Structural Variation in short reads
Overview
Teaching: 90 min
Exercises: 0 minQuestions
What is a structural variant?
Why is structural variantion important?
Objectives
Explain the difference between SNVs, INDELs, and SVs.
Explain the different types of SVs.
Explain the evidence we use to discover SVs.
Review
Simple read alignment
Simple InDel
What are structural variants
Structural variation is most typically defined as variation affecting larger fragments of the genome than SNVs and InDels; for our purposes those 50 base pairs or greater. This is an admittedly arbitrary definition, but it provides us a useful cutoff between InDels and SVs.
Importance of SVs
SVs affect an order of magnitude more bases in the human genome in comparison to SNVs (Pang et al, 2010) and are more likely to associate with disease.
Structural variation encompases several classes of variants including deletions, insertions, duplications, inversions, translocations, and copy number variations (CNVs). CNVs are a subset of structural variations, specifically deletions and duplications, that affect large (>10kb) segments of the genome.
Breakpoints
The term breakpoint is used to denote a boundry between a structural variation and the reference.
Examples
Deletion
Insertion
Duplication
Inversion
Translocation
Detecting structural variants in short-read data
Because structural variants are most often larger than the individual reads we must use different types of read evidence than those used for SNVs and InDels which can be called by simple read alignment. We use three types of read evidence to discover structural variations: discordant read pairs, split-reads, and read depth.
Discordant read pairs have insert sizes that fall significantly outside the normal distribution of insert sizes.
Insert size distribution
Split reads are those where part of the read aligns to the reference on one side of the breakpoint and the other part of the read aligns to the other side of the deletion breakpoint or to the inserted sequence.
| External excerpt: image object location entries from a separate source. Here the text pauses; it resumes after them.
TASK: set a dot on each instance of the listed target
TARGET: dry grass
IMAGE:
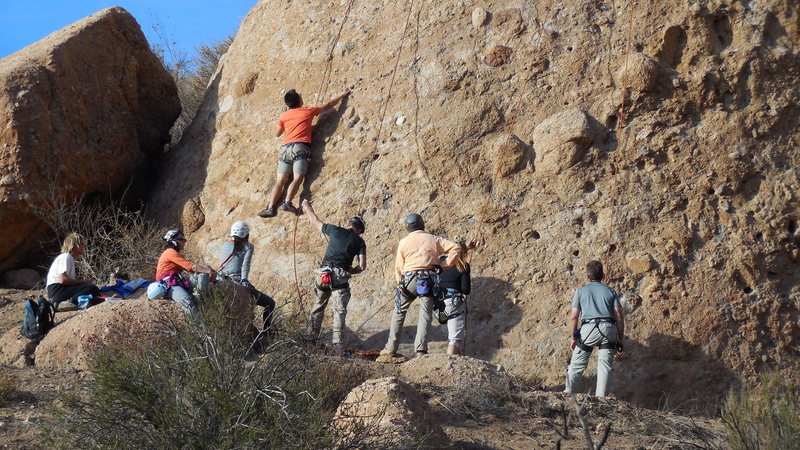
(8, 387)
(764, 418)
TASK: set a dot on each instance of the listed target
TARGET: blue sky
(188, 23)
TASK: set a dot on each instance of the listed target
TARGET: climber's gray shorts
(294, 158)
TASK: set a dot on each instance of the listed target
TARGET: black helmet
(359, 222)
(414, 222)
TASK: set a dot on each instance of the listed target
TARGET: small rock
(22, 279)
(642, 73)
(479, 16)
(497, 55)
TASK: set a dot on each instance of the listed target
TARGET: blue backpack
(38, 320)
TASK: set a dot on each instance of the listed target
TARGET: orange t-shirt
(296, 124)
(172, 261)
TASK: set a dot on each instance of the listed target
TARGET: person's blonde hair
(71, 241)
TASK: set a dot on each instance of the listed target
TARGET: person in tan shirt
(418, 262)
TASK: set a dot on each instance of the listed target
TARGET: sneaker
(269, 212)
(287, 206)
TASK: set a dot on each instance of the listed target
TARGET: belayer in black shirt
(455, 284)
(334, 273)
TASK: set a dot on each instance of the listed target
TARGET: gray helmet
(173, 236)
(414, 222)
(359, 222)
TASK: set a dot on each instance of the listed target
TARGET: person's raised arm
(312, 216)
(336, 100)
(362, 265)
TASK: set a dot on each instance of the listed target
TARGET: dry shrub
(207, 390)
(190, 72)
(118, 239)
(8, 386)
(475, 396)
(764, 418)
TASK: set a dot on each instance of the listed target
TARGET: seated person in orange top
(295, 148)
(171, 265)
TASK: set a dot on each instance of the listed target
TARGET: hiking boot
(287, 206)
(269, 212)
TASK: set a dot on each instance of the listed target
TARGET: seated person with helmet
(236, 256)
(335, 271)
(171, 265)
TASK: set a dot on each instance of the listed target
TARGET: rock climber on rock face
(295, 126)
(417, 266)
(602, 325)
(335, 271)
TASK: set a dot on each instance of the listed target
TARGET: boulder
(71, 343)
(386, 413)
(22, 279)
(561, 140)
(12, 348)
(83, 109)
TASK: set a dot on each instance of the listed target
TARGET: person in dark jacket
(455, 282)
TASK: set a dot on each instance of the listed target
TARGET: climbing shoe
(287, 206)
(269, 212)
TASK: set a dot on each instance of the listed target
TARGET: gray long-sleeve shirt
(238, 268)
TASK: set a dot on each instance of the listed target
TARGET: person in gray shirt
(235, 266)
(602, 325)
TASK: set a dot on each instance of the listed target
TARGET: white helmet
(173, 236)
(240, 230)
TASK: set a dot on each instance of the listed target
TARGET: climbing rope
(374, 153)
(621, 142)
(321, 92)
(323, 86)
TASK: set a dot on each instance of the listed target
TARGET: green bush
(764, 418)
(205, 389)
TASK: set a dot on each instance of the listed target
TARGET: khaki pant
(593, 335)
(399, 317)
(341, 299)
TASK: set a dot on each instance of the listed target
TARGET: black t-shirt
(453, 279)
(343, 246)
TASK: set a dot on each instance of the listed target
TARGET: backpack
(38, 320)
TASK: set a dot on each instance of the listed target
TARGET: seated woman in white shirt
(62, 283)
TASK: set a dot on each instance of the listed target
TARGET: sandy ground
(533, 420)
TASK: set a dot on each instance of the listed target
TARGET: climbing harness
(330, 277)
(610, 345)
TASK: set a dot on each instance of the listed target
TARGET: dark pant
(60, 292)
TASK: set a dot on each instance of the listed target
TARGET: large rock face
(81, 110)
(704, 234)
Read depth is where increases or decreases in read coverage occur versus the average read coverage of the genome.
Reads aligned to sample genome
Reads aligned to reference genome
Coverage comes in two variants, sequence coverage and physical coverage. Sequence coverage is the number of times a base was read while physical coverage is the number of times a base was read or spanned by paired reads.
Sequence coverage
When there are no paired reads, sequence coverage equals the physical coverage. However, when paired reads are introduced the two coverage metrics can vary widely.
Physcial coverage
Read depth
Read signatures
Deletion read signature
Inversion read signature
Tandem duplication read signature
Translocation read signature
Challenge
What do you think the read signature of an insertion might look like?
Solution
Copy number analysis
Calling of copy number variation from WGS data is done using read depth, where reads are counted in bins or windows across the entire genome. The counts need to have some normalization applied to them in order to account for sequencing irregularities such as mappability and GC content. These normalized counts can then be converted into their copy number equivalents using a process called segmentation. Read coverage is, however, inheirently noisy. It changes based on genomic regions, DNA quality, and other factors. This makes calling CNVs difficult and is why many CNV callers focus on large variants where it is easier to normalize away smaller confounding changes in read depth.
Caller resolution
We consider caller resolution to be how likely each algorithm is to determine the exact breakpoints of the SV. Precise location of SV breakpoints is an advantage when merging and regenotyping SVs. Here we are looking at the read signatures we’ve discussed so far: read depth, read pair, and split reads. We also see here another category which is assembly, which in this context means local assembly of the reads from the SV region is used to better determine the breakpoints of the SV.
Caller concordance
Because SV callers can both use different types of read evidence and apply different weights to the various read signatures, concordance between SV callers is usually quite low in comparison to SNV and InDel variant callers. Concordance between SV calls using different technologies show an even more pronounced lack of concordance.
Key Points
Structural variants are more difficult to identify.
Discovery of SVs usually requires multiple types of read evidence.
There is often significant disagreement between SV callers.